Miscellaneous Jokes

                                Adult Joke:Sex and travel
I guy walks up to a really pretty girl at the bar and says, “Hey, babe can I buy you a
drink?”
She says, "Do you like sex?"
The guy says, “Sure! Of course, I like sex.”
Them she asks, “Do you like to travel?”
The guy replies, “Yeah, I love to travel.”
“Well” she says, “Then fuck off some where else.”
                           Long Joke:feeling sick

A guy goes to his doctor and says, “Doc, I really feel ill, can you do some tests?”
“Sure” says the Doc, “I'll call you when the results come back”
The guy thanks the Doc and then goes about his daily routine.
Two days later the phone wakes the guy up. He picks it up and it’s the Doc.
The doctor says, “I've got some good news and some bad news.”
The guy says, "What is the good news?”
“You have 24 hours to live.”
“And what's the bad news?” asks the guy.
“Sorry” says the Doc, “But I forgot to call you yesterday.”
                           
                             Hilarious Joke:Bakers Job
   A baker's job is a piece of cake. Of course if it's a special job he will rise to the
occasion. It's the yeast he can do. Bakers trade bread recipes on a knead to know basis.
But they stop making donuts when they get tired of the hole thing. In a bakery, buns
usually play a small roll. But tell a baker his dough has fallen, and you'll get a rise out of
him. To find out how the business is doing, look at the pie chart.
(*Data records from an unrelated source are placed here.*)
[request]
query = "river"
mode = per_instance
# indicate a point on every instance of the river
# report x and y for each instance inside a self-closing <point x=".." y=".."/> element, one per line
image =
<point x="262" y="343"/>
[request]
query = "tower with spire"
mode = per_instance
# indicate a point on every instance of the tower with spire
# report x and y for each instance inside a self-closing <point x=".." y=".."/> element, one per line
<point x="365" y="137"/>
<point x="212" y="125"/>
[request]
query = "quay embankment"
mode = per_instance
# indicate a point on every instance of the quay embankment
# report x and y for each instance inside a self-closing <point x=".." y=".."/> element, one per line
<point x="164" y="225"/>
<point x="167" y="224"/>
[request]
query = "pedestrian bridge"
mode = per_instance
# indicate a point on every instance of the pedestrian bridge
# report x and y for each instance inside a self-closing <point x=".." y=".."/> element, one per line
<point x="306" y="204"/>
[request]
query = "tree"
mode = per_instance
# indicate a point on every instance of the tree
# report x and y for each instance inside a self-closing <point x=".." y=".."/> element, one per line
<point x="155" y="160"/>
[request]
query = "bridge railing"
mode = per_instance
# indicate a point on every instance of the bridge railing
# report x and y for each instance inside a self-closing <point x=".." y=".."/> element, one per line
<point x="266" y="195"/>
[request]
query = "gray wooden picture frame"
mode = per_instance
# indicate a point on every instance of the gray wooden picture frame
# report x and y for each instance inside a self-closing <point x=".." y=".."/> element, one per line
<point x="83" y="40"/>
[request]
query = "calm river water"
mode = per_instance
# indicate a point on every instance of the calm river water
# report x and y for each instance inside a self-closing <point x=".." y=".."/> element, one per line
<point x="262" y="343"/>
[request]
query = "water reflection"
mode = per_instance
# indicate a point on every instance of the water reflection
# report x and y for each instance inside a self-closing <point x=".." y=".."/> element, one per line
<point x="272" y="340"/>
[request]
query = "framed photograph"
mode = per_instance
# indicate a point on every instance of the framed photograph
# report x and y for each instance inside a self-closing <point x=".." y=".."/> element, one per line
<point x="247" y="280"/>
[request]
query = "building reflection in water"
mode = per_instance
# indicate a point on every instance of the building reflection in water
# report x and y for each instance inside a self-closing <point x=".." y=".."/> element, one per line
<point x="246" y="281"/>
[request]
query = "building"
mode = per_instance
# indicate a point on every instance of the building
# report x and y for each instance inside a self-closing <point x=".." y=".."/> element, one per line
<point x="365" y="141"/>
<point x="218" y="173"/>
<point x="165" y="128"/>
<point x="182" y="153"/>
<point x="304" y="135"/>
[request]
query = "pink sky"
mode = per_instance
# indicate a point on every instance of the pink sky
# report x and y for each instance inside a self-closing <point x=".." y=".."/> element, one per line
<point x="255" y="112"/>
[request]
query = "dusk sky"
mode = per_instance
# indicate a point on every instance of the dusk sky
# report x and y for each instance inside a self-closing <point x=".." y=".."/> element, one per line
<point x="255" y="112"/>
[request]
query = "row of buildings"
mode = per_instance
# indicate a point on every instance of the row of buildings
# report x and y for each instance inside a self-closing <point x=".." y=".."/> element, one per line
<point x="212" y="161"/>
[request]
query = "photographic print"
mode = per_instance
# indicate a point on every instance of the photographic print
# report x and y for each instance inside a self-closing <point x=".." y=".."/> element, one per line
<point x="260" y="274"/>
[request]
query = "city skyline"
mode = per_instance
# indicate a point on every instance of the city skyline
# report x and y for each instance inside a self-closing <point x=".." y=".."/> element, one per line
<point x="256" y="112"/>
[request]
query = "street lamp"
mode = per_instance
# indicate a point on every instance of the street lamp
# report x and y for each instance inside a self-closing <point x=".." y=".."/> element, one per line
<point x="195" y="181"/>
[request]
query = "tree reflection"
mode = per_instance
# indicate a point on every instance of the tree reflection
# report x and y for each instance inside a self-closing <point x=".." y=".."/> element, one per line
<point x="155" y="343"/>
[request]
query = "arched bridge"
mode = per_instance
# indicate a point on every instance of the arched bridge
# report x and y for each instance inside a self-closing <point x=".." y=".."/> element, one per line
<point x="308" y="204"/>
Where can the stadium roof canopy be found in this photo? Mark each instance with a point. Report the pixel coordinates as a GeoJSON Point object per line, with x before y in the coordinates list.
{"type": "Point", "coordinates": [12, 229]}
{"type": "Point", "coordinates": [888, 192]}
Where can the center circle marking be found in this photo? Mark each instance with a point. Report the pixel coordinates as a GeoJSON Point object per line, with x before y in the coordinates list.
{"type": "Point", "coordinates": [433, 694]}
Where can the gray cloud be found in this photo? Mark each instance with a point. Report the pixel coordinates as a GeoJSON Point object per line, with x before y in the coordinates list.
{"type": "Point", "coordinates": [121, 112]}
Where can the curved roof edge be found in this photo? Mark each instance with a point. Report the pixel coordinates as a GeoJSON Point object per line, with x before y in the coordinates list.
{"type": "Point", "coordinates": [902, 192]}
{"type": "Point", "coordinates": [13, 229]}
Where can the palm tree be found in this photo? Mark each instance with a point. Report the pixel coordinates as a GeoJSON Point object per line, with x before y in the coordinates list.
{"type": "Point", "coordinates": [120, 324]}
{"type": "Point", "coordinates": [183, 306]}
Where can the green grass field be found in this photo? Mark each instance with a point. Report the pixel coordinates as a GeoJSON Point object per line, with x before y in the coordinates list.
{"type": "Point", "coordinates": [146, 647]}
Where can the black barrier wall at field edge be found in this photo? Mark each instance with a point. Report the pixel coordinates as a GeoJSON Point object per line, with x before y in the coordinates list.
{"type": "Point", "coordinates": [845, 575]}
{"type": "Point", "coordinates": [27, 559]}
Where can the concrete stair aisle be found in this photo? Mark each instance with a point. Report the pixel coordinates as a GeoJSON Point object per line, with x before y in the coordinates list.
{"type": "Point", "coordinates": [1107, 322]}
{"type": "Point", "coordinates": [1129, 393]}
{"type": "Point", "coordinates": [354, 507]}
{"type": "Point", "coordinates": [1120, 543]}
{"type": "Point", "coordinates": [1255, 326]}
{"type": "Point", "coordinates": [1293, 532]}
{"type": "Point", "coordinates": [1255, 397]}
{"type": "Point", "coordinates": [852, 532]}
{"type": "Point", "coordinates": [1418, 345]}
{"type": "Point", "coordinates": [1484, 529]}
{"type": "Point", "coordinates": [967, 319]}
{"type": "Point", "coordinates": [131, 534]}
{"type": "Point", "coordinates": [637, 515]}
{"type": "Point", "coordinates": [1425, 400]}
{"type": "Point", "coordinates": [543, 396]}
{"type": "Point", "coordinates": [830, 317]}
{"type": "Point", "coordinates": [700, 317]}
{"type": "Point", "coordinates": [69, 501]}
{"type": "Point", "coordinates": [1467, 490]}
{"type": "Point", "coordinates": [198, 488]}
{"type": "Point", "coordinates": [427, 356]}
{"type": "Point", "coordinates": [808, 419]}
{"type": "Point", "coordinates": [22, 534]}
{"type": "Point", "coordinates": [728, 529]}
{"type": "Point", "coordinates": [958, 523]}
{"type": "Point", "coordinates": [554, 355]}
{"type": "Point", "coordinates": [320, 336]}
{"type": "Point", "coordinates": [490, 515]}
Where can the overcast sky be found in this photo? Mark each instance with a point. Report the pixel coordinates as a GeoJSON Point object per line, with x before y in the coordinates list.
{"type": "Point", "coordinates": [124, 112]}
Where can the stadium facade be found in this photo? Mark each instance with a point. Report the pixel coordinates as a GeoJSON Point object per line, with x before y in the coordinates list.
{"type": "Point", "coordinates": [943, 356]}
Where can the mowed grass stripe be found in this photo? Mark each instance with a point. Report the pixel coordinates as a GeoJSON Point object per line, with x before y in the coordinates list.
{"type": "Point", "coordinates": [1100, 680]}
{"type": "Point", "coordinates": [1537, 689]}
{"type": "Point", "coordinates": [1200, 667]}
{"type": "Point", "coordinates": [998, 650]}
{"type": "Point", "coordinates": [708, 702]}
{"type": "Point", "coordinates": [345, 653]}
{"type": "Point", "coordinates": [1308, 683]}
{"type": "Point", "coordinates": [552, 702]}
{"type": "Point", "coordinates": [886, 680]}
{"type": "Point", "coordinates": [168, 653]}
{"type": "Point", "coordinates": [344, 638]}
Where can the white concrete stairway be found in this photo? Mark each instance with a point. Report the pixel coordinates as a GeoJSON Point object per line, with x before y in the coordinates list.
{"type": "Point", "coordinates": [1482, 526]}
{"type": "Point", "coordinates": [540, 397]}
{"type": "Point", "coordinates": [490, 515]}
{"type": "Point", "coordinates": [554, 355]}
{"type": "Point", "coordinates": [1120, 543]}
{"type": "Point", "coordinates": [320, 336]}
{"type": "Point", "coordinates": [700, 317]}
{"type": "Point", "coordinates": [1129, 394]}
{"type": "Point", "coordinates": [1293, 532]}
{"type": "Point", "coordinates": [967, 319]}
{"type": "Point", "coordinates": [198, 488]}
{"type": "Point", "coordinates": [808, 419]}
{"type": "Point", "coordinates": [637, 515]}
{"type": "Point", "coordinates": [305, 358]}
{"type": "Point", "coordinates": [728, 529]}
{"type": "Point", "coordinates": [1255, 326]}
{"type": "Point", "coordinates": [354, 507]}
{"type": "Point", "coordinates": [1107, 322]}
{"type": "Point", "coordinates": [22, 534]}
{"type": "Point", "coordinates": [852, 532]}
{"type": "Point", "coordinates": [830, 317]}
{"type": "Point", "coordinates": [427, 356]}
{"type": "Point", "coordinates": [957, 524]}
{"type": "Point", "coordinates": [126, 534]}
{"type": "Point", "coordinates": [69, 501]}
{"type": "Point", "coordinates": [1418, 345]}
Old bakers never die.
They just keep on making more dough.

                             Funny Joke: Ice-cream
 A guy walks past an ice cream stand that advertises, “Every ice cream flavour in the
world.”
“Yea right,” thinks the guy and walks in. “So you say you have every flavour of ice cream
in the world?”
“That’s right,” says the assistant.
“O.K. Then, I’ll have three scoops of pussy flavoured ice cream, please.”
“No problem, sir.” As he puts three scoops in a cone and hands it to the guy.
The guy takes a good long lick then grimaces. “Hey, this doesn't taste like pussy, it
tastes like shit!”
The assistant replies, "Of course it tastes like shit, you need to take shorter licks!